ELEVATE-RR demonstrated noninferior progression-free survival and lower incidence of key adverse events (AEs) with acalabrutinib vs ibrutinib in previously treated chronic lymphocytic leukemia. We further characterize AEs of acalabrutinib and ibrutinib via post hoc analysis. Overall and exposure-adjusted incidence rate was assessed for common Bruton tyrosine kinase inhibitor-associated AEs and for selected events of clinical interest (ECIs). AE burden scores based on previously published methodology were calculated for AEs overall and selected ECIs. Safety analyses included 529 patients (acalabrutinib, n = 266; ibrutinib, n = 263). Among common AEs, incidences of any-grade diarrhea, arthralgia, urinary tract infection, back pain, muscle spasms, and dyspepsia were higher with ibrutinib, with 1.5- to 4.1-fold higher exposure-adjusted incidence rates. Incidences of headache and cough were higher with acalabrutinib, with 1.6- and 1.2-fold higher exposureadjusted incidence rate, respectively. Among ECIs, incidences of any-grade atrial fibrillation/flutter, hypertension, and bleeding were higher with ibrutinib, as were exposureadjusted incidence rates (2.0-, 2.8-, and 1.6-fold, respectively); incidences of cardiac events overall (the Medical Dictionary for Regulatory Activities system organ class) and infections were similar between arms. Rate of discontinuation because of AEs was lower for acalabrutinib (hazard ratio, 0.62; 95% confidence interval, 0.41-0.93). AE burden score was higher for ibrutinib vs acalabrutinib overall and for the ECIs atrial fibrillation/ flutter, hypertension, and bleeding.
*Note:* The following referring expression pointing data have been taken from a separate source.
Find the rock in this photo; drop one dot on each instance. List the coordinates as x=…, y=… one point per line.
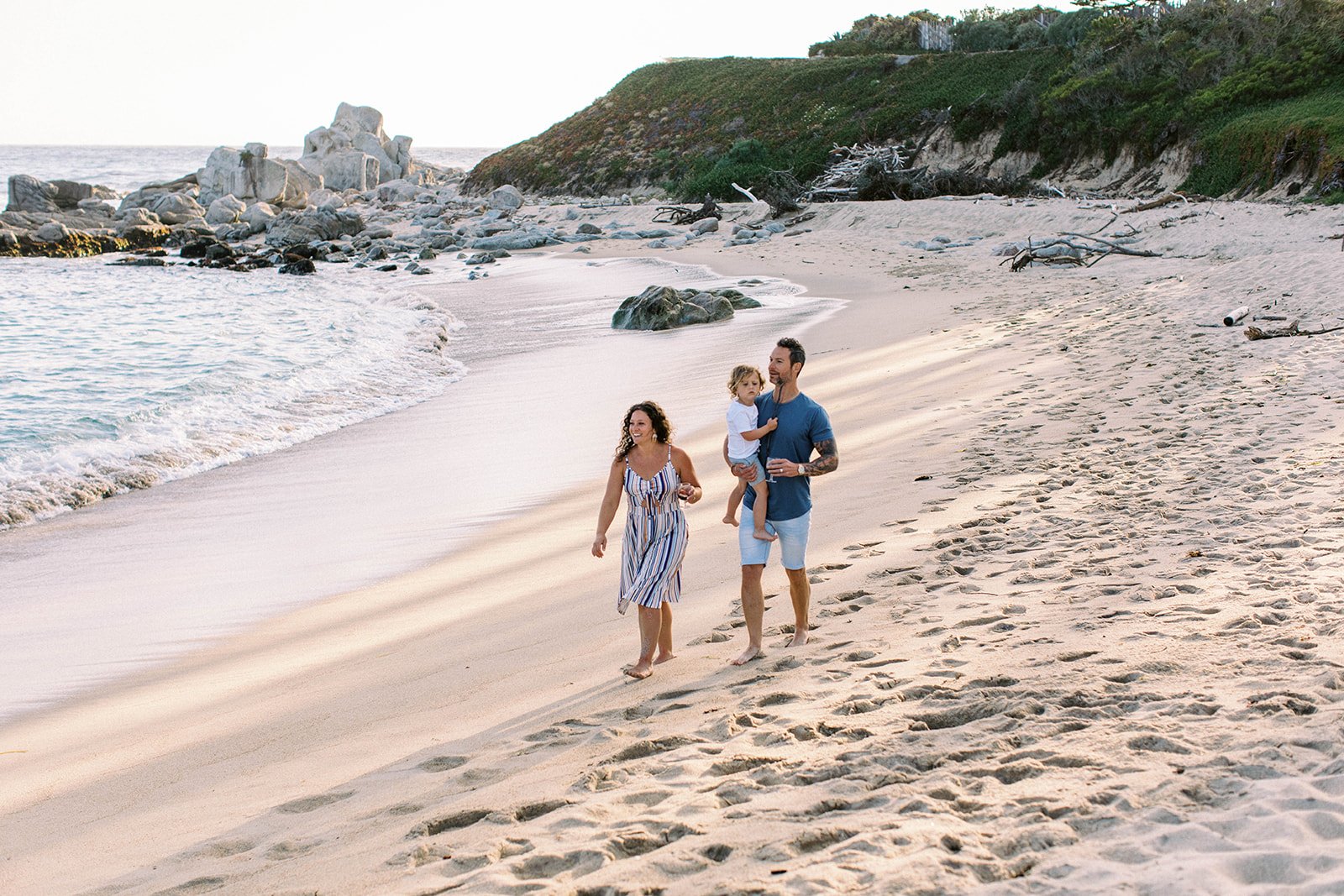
x=299, y=266
x=506, y=197
x=97, y=207
x=176, y=208
x=139, y=262
x=51, y=233
x=249, y=175
x=664, y=308
x=396, y=191
x=198, y=248
x=312, y=224
x=515, y=241
x=226, y=210
x=27, y=194
x=354, y=152
x=326, y=197
x=139, y=217
x=259, y=217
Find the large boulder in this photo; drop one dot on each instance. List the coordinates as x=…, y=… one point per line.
x=356, y=130
x=27, y=194
x=226, y=210
x=665, y=308
x=506, y=197
x=249, y=175
x=346, y=170
x=176, y=208
x=313, y=224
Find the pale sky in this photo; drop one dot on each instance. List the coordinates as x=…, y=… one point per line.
x=447, y=74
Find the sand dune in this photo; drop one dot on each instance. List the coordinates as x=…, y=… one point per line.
x=1077, y=625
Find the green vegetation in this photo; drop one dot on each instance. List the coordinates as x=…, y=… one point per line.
x=1250, y=85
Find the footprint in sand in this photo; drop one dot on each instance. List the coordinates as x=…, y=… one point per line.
x=309, y=804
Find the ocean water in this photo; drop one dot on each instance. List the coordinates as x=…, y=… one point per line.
x=116, y=379
x=171, y=392
x=125, y=168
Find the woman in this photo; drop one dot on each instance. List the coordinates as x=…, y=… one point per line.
x=654, y=474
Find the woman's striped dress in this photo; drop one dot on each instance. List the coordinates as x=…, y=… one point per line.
x=655, y=539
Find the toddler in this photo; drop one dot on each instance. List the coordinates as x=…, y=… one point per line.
x=745, y=383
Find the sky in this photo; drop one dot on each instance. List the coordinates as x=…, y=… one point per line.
x=447, y=74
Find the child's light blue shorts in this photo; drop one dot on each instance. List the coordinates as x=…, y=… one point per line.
x=752, y=461
x=793, y=542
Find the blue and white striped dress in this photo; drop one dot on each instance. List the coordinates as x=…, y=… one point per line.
x=655, y=539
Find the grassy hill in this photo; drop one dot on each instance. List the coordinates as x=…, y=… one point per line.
x=1254, y=86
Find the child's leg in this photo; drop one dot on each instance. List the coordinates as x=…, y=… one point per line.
x=759, y=512
x=734, y=500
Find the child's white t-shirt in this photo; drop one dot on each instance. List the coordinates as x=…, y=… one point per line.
x=741, y=418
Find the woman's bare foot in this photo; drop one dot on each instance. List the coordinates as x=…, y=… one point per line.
x=748, y=656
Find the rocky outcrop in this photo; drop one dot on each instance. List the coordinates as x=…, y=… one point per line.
x=313, y=224
x=31, y=195
x=354, y=152
x=665, y=308
x=250, y=175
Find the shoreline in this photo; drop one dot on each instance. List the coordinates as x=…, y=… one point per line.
x=201, y=558
x=1074, y=614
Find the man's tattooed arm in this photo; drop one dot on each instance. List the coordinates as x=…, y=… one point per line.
x=828, y=461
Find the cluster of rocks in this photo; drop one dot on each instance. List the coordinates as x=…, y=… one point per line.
x=242, y=195
x=664, y=308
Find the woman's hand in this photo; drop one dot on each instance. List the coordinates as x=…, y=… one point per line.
x=690, y=493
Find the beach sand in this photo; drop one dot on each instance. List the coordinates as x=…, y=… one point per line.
x=1077, y=625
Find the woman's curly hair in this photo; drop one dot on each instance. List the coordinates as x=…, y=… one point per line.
x=662, y=427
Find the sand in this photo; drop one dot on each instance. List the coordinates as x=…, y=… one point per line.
x=1077, y=625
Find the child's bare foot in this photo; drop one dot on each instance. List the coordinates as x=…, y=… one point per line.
x=748, y=656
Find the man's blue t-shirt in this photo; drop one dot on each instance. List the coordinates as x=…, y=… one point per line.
x=803, y=423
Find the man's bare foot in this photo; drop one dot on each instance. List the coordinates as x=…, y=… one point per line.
x=748, y=656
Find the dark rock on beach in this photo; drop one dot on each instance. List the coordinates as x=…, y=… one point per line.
x=665, y=308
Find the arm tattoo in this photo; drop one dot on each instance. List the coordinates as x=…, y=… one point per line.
x=828, y=461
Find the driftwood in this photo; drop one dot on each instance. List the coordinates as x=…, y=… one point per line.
x=840, y=179
x=1158, y=203
x=1292, y=329
x=683, y=215
x=1079, y=250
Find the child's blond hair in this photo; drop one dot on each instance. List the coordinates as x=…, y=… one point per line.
x=739, y=374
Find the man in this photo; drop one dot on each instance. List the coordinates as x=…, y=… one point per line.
x=803, y=427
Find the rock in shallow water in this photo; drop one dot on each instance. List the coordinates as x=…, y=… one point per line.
x=664, y=308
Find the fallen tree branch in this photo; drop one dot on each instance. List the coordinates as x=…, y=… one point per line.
x=1158, y=203
x=1256, y=332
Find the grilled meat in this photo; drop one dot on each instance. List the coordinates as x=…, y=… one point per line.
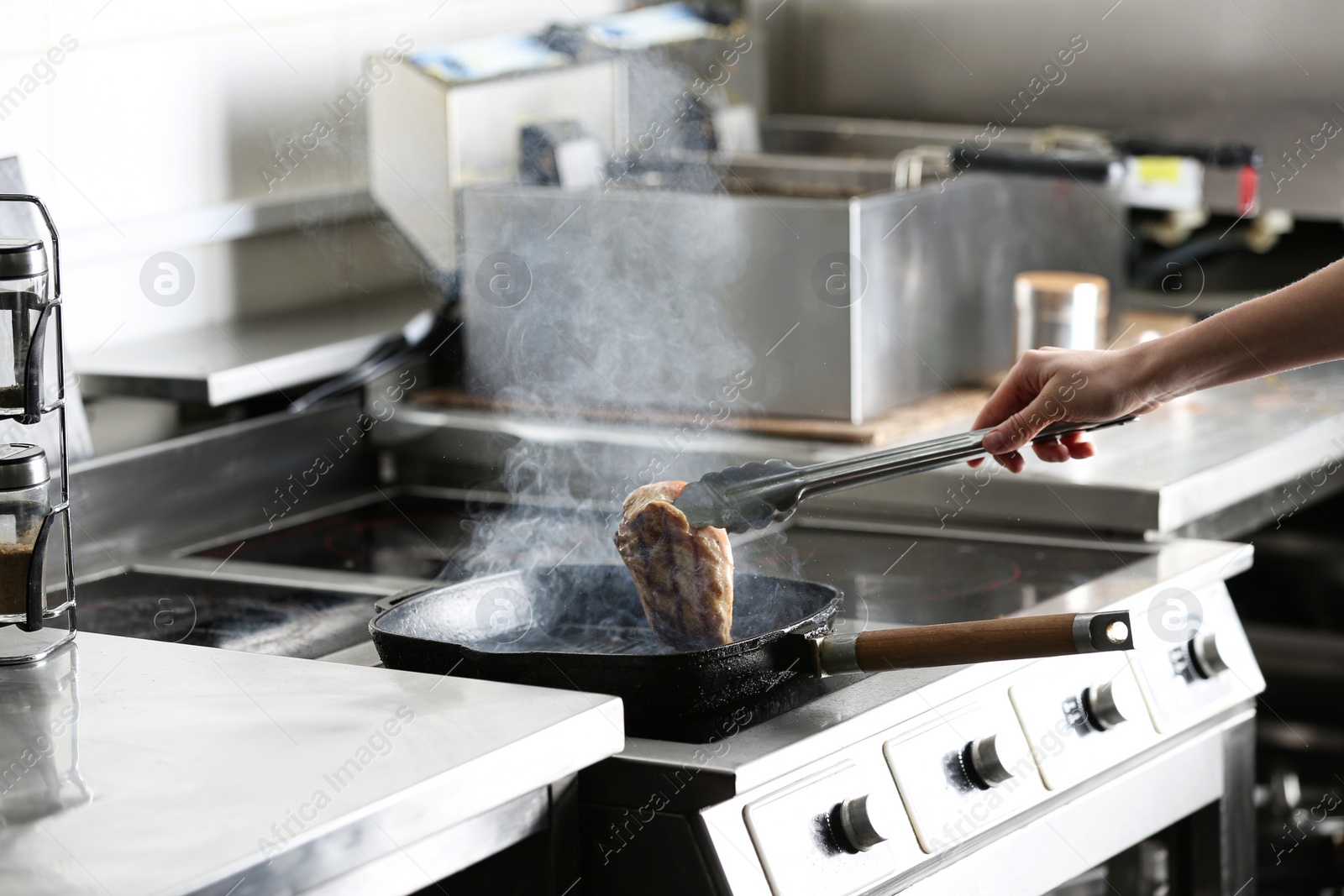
x=685, y=575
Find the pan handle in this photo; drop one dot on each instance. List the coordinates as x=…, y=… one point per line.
x=961, y=642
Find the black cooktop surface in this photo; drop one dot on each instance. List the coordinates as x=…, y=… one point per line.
x=897, y=579
x=414, y=537
x=239, y=616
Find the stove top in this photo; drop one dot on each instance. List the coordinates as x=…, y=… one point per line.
x=890, y=577
x=893, y=579
x=405, y=535
x=218, y=613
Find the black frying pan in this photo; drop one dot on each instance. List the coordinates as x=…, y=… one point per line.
x=582, y=627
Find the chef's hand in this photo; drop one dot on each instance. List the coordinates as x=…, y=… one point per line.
x=1052, y=385
x=1294, y=327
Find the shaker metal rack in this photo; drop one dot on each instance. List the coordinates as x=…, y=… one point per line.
x=34, y=411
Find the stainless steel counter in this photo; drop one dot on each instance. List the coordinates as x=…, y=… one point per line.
x=1216, y=464
x=147, y=768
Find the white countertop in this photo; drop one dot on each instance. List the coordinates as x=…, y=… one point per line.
x=144, y=768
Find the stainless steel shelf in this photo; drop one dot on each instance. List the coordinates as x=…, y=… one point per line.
x=222, y=363
x=1216, y=464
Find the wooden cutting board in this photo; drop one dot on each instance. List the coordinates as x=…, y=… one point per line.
x=898, y=425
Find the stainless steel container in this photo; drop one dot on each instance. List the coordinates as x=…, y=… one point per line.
x=840, y=301
x=1065, y=309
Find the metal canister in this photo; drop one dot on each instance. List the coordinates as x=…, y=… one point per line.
x=1065, y=309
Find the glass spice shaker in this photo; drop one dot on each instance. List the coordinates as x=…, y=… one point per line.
x=24, y=295
x=24, y=506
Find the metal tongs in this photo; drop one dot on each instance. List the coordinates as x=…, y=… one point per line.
x=756, y=495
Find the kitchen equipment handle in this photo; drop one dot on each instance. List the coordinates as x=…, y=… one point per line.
x=983, y=641
x=1028, y=163
x=383, y=605
x=756, y=495
x=824, y=479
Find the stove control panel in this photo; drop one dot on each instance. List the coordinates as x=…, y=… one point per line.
x=961, y=770
x=1196, y=660
x=837, y=832
x=1081, y=715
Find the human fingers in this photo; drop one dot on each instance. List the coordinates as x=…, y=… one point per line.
x=1052, y=450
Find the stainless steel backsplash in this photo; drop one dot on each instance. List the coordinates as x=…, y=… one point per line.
x=1261, y=71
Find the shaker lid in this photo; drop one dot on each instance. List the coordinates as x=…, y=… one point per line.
x=22, y=257
x=24, y=465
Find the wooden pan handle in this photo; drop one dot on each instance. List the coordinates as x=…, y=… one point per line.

A limitation of this analysis is its open-label study design, which may influence the reporting of more subjective AEs. Overall, event-based analyses and AE burden scores demonstrated higher AE burden overall and specifically for atrial fibrillation, hypertension, and hemorrhage with ibrutinib vs acalabrutinib. This trial was registered at www.clinicaltrials.gov as #NCT02477696.

Automated summary

ELEVATE-RR trial showed that acalabrutinib has noninferior progression-free survival and lower incidence of key adverse events compared to ibrutinib in previously treated chronic lymphocytic leukemia patients. Post hoc analysis further characterized the adverse events of acalabrutinib and ibrutinib. It was found that acalabrutinib had higher incidence rates of headache and cough, while ibrutinib had higher rates of diarrhea, joint pain, urinary tract infection, back pain, muscle spasms, and dyspepsia. Ibrutinib also had higher rates of atrial fibrillation/flutter, hypertension, and bleeding. The discontinuation rate due to adverse events was lower with acalabrutinib. The overall event-based analyses and adverse event burden scores demonstrated that ibrutinib had a higher burden of adverse events compared to acalabrutinib, particularly in atrial fibrillation, hypertension, and bleeding.